During my test, the above code starts throwing exception when there is around 220M memory. And from the moment on, it looks like the application is not able to get more memory any more because the free memory shown by TOP command remains to be above 210M. So why would this happen?
The output of top is updated every N seconds (configured), and doesn't really show the current status.
On the other hand, memory allocation is super fast.
What happens is your program eats memory, and at certain point (when top shows 200 Mb free) it starts failing.
You are running on x86-32 so your processes are 32-bit.
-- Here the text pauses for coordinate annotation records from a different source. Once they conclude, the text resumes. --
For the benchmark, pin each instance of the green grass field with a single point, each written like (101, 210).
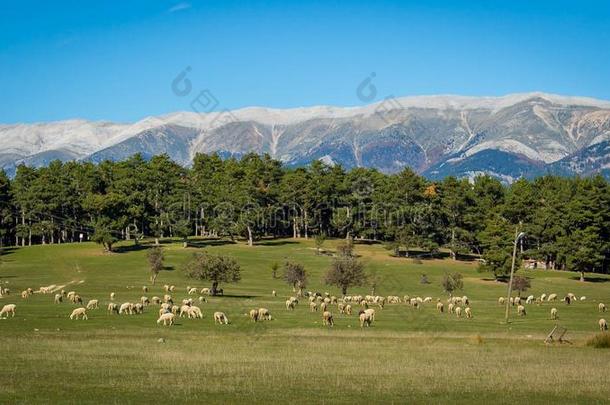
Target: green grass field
(408, 355)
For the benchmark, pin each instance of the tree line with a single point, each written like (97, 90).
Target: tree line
(566, 220)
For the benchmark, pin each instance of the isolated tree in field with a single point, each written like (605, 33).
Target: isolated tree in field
(320, 239)
(103, 236)
(155, 258)
(217, 269)
(296, 276)
(346, 272)
(182, 229)
(452, 282)
(521, 284)
(274, 268)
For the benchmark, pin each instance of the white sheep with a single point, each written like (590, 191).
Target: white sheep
(327, 319)
(93, 304)
(221, 318)
(167, 319)
(112, 307)
(126, 308)
(184, 310)
(365, 319)
(7, 310)
(82, 312)
(264, 314)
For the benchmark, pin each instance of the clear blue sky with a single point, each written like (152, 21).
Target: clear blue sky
(115, 60)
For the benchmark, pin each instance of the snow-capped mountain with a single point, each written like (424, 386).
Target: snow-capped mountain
(511, 136)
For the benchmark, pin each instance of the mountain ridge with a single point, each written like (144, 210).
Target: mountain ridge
(430, 134)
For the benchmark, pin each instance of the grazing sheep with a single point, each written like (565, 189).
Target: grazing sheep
(290, 305)
(8, 309)
(221, 318)
(167, 319)
(82, 312)
(327, 319)
(113, 308)
(365, 319)
(126, 308)
(195, 312)
(93, 304)
(184, 310)
(553, 313)
(264, 314)
(138, 308)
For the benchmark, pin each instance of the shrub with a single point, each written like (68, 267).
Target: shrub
(599, 341)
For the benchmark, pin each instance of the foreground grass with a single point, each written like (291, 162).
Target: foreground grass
(407, 356)
(316, 366)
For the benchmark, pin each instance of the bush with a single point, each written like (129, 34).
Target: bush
(599, 341)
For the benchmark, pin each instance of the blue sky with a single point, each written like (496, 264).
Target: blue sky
(116, 60)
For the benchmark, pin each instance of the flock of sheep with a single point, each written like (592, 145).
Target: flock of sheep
(169, 310)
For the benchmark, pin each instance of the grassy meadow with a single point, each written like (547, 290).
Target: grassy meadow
(408, 355)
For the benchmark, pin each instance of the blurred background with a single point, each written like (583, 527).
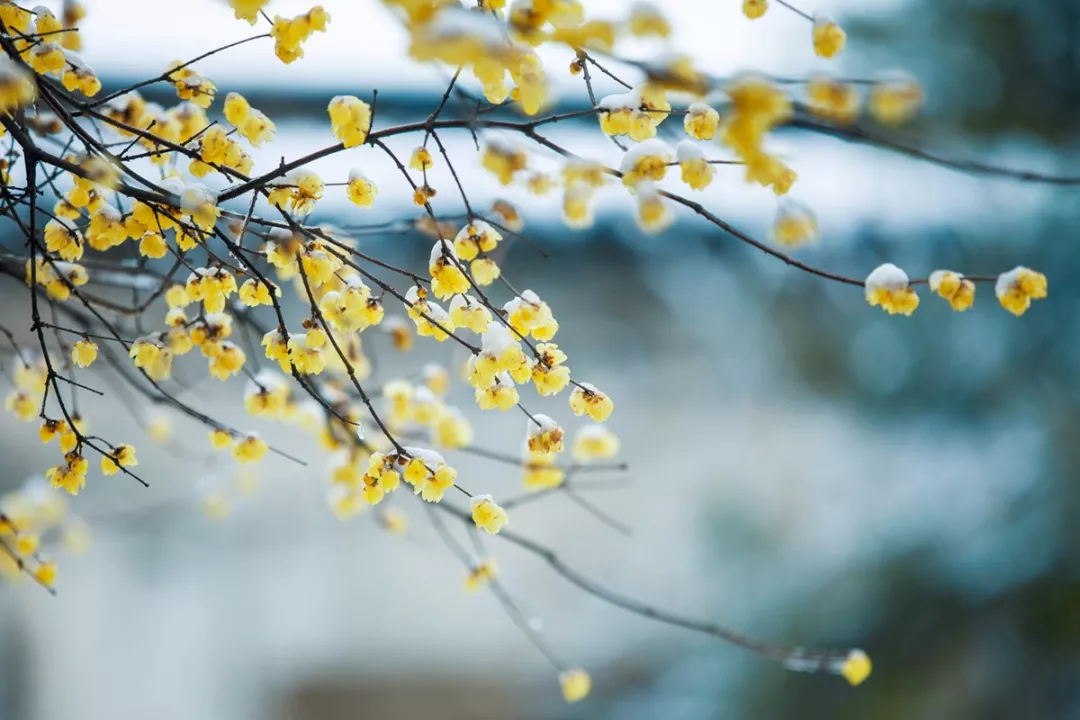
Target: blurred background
(802, 466)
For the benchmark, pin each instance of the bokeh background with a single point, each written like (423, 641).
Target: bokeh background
(802, 466)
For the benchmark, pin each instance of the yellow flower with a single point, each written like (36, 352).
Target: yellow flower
(447, 279)
(594, 442)
(586, 399)
(302, 189)
(14, 17)
(636, 112)
(177, 296)
(422, 194)
(954, 287)
(430, 320)
(487, 515)
(549, 374)
(795, 225)
(212, 286)
(247, 10)
(106, 229)
(191, 86)
(541, 473)
(84, 352)
(64, 239)
(220, 438)
(855, 667)
(152, 357)
(893, 102)
(362, 192)
(475, 238)
(531, 89)
(1016, 288)
(757, 106)
(887, 286)
(289, 35)
(701, 121)
(380, 478)
(152, 245)
(122, 456)
(46, 58)
(250, 449)
(645, 161)
(543, 435)
(697, 172)
(70, 476)
(482, 573)
(576, 684)
(421, 160)
(432, 486)
(828, 38)
(466, 311)
(350, 120)
(17, 87)
(501, 394)
(484, 271)
(528, 313)
(200, 203)
(834, 100)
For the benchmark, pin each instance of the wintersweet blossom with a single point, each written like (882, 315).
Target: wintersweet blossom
(586, 399)
(84, 352)
(828, 38)
(1016, 288)
(888, 287)
(446, 276)
(754, 9)
(697, 172)
(576, 684)
(895, 99)
(487, 515)
(855, 667)
(543, 435)
(350, 120)
(795, 225)
(701, 121)
(954, 287)
(833, 99)
(645, 161)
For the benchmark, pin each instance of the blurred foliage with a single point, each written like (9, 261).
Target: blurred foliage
(989, 66)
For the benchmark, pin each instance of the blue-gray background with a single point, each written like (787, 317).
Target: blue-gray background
(804, 466)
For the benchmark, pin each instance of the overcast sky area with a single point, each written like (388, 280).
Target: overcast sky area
(366, 43)
(366, 48)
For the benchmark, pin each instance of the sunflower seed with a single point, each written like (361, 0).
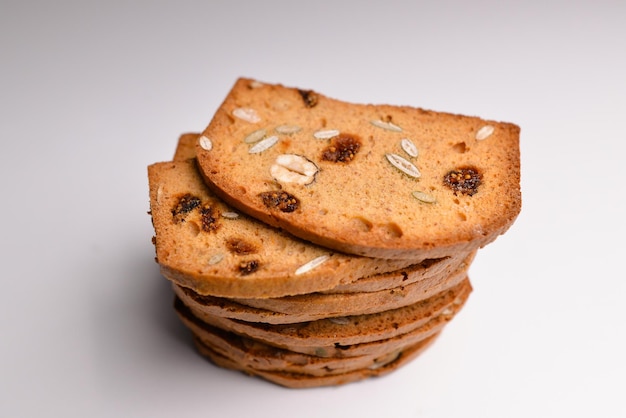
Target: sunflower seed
(205, 143)
(386, 125)
(326, 134)
(255, 136)
(247, 114)
(403, 165)
(409, 147)
(424, 197)
(287, 129)
(261, 146)
(312, 264)
(293, 168)
(484, 132)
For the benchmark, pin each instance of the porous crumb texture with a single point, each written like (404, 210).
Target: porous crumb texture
(312, 242)
(374, 180)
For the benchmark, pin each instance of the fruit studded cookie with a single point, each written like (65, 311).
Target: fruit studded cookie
(374, 180)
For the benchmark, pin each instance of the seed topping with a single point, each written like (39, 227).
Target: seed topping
(403, 165)
(293, 168)
(264, 144)
(409, 147)
(316, 262)
(247, 114)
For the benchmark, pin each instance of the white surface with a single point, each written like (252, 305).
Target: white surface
(93, 92)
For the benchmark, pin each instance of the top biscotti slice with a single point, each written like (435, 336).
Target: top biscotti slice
(374, 180)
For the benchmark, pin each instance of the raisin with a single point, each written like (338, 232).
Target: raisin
(247, 267)
(240, 247)
(342, 149)
(186, 204)
(282, 201)
(309, 97)
(463, 180)
(208, 219)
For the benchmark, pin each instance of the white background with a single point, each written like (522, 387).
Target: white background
(93, 92)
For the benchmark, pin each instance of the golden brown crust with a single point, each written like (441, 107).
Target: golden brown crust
(362, 203)
(205, 251)
(310, 307)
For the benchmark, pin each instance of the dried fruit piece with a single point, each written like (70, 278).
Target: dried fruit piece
(255, 136)
(215, 259)
(403, 165)
(240, 246)
(287, 129)
(424, 197)
(386, 125)
(230, 215)
(484, 132)
(326, 134)
(185, 204)
(247, 267)
(282, 201)
(409, 147)
(464, 180)
(205, 143)
(309, 97)
(342, 149)
(208, 219)
(247, 114)
(261, 146)
(293, 168)
(316, 262)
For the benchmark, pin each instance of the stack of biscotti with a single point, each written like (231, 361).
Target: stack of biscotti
(313, 242)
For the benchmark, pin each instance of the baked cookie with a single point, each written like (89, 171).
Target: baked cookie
(380, 181)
Even with more memory + swap they will be limited by their address space, run:
grep “HIGHMEM” /boot/config-`uname -r`
grep “VMSPLIT” /boot/config-`uname -r`
to see how your kernel is configured.
Maybe your 4 child processes are limited to 3G and are using 12G + other processes ~700M to reach the numbers you are seeing.
EDIT:
So your kernel is configured to give each user-space process 3G of address-space, of which some will be taken up with the program, libraries and initial runtime memory (which will be shared due to the fork).
Therefore you have 4 children using ~3G each - ~12G + ~780M of other programs. That leaves about 220M free once the children start reporting errors.
You could just run another child process, or you could reinstall with AND64/x86-64 version of Ubuntu, where each process will be able to allocate much more memory.